By around 1850 some 600 pioneers had arrived. Farming was the livelihood. Some of the more prosperous built corn cribs, barns, blacksmith shops, smokehouses, and sorghum mills. A man named John Cable built a water-powered grist mill. The Cove folks started schools that early on taught two or three months of the year, the kids were needed on the farms.

As we moved through the Cove the sun shone but the midwinter chill hung on. So did the visitors. Great Smokies National Park is by far the country’s most visited, with around 12 million each year. Two million come to experience the Cove. On this February day the line of vehicles built up, we moved well along the narrow loop road, but sometimes inched forward. Folks wore parkas and wool caps against the cold, but wanted to be in the place.

Around the loop road, the panoramic breadth of the Cove stretches out to the hazy winter heights of the Smokes that ring it on all sides. The impression is one of serenity, the golden meadow grass meshing with the brown mountain silhouettes. The view off the road is empty of humans. Silence rules.         

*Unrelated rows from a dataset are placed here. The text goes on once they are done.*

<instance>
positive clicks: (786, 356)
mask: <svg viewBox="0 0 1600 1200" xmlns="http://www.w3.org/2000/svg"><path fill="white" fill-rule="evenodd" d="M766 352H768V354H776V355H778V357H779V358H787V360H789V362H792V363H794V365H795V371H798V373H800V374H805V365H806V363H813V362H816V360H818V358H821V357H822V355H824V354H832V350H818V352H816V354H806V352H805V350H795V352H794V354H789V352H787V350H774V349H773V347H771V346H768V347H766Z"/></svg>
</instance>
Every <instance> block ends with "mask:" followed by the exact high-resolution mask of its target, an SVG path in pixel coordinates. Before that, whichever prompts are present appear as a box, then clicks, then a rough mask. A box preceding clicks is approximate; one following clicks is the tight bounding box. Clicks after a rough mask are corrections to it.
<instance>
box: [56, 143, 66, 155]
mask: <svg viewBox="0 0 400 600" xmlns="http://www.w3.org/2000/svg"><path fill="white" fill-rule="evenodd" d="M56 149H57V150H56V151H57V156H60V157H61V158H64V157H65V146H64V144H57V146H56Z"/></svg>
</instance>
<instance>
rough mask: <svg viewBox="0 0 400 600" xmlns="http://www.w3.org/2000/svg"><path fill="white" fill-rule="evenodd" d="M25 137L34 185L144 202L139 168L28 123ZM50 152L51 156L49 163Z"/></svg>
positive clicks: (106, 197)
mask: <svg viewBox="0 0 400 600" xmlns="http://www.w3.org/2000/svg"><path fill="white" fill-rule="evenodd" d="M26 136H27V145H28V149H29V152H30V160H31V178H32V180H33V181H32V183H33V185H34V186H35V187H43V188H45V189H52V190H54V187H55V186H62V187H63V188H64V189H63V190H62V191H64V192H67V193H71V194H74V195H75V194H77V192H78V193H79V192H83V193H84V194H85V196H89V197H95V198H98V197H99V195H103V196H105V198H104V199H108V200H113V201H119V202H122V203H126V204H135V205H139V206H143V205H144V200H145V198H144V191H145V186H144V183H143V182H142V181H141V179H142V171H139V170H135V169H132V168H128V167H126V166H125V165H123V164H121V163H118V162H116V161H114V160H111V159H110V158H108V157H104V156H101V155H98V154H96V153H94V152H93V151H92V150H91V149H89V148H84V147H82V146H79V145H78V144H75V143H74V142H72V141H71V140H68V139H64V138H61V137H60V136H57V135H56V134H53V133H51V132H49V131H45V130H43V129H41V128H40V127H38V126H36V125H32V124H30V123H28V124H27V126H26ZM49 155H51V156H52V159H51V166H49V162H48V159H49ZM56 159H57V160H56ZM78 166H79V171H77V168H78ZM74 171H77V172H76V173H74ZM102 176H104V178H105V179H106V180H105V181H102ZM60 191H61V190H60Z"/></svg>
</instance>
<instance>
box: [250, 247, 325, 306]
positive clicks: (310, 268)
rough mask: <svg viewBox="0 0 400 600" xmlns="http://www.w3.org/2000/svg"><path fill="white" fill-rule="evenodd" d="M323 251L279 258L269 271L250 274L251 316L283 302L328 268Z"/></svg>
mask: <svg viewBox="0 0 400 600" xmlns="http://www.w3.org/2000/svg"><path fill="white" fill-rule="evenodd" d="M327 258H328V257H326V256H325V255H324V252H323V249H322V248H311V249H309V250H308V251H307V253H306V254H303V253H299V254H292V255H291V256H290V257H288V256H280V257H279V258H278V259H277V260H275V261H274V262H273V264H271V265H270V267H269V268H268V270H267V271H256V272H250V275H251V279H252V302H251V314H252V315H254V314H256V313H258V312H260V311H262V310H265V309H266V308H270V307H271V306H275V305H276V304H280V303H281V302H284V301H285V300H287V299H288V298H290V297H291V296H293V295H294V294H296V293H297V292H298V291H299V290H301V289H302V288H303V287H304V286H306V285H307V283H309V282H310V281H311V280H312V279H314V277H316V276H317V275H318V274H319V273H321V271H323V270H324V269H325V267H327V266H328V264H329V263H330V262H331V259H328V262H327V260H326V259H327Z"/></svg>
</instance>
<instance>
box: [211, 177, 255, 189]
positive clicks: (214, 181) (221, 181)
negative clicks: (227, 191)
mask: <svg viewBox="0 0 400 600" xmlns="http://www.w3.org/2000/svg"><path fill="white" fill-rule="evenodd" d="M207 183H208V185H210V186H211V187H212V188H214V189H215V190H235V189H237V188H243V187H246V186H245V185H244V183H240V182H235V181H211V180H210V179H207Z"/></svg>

A year ago we gambled and lost on a weekend trip to Hilton Head. We thought the South Carolina coast would give us a touch of spring, but got wind, rain, cold. At the Wears Valley cabin we dithered, wondering whether to try the Cove or Gatlinburg’s Parade of Tourist Shlock. The forecast looked grim and storms swept up through the South. This time we got lucky.